Com pouco mais de 20 anos de carreira, o jornalista moçambicano, Belmiro Adamugy, travou uma relação umbilical com as artes – com enfoque para o teatro, a música e a literatura – até que por esse meio acabou por aportar na Imprensa. É lá onde encontra o buraco para a sua agulha. No entanto, as vicissitudes que experiment(a)ou na actividade, fazem com que a conceba como “uma forma de vida”. E não lhe faltam argumentos: “A relação esforço-benefício é muito desigual no Jornalismo”. Na conversa, também falou da sua experiência como artista…

Na cidade de Maputo, a história de grupos culturais como o Colectivo Gota de Lume (actual GTO), Tchova Xitaduma, Guinguirikani, Grupo Teatral da Associação Cultural Casa Velha, por exemplo, é quase impossível ser narrada sem se fazer menção ao nome de Belmiro Adamugy.
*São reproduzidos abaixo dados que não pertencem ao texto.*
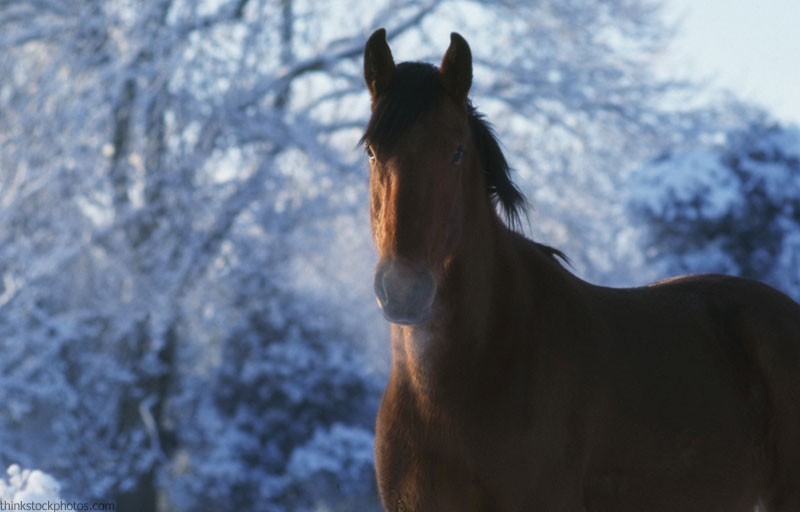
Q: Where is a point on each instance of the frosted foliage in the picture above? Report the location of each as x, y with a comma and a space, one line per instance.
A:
731, 209
28, 486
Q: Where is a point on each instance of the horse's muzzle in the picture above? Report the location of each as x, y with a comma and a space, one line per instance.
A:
405, 292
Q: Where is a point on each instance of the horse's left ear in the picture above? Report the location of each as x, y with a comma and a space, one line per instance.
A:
379, 65
456, 68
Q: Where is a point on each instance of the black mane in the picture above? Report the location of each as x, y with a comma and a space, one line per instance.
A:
415, 90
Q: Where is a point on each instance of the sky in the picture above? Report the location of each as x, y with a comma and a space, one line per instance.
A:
751, 47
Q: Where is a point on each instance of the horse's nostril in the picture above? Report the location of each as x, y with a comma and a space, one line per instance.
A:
405, 292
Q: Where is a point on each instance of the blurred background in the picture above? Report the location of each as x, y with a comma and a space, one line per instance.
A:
186, 315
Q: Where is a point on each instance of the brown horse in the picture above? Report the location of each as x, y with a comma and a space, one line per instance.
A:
515, 386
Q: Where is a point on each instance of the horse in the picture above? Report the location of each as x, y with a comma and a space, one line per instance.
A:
515, 385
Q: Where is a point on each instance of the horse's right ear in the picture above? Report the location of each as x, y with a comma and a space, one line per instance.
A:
379, 65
Durante a década de 1980/90, o jornalista relacionou-se com tais organizações não, necessariamente, como repórter mas como artista. Foi nesse contexto sociocultural que, a par da sua sensibilidade para o mundo das artes e letras, se moldou o percurso de uma figura que mais adiante se tornou um escriba a ter em conta no Jornalismo moçambicano.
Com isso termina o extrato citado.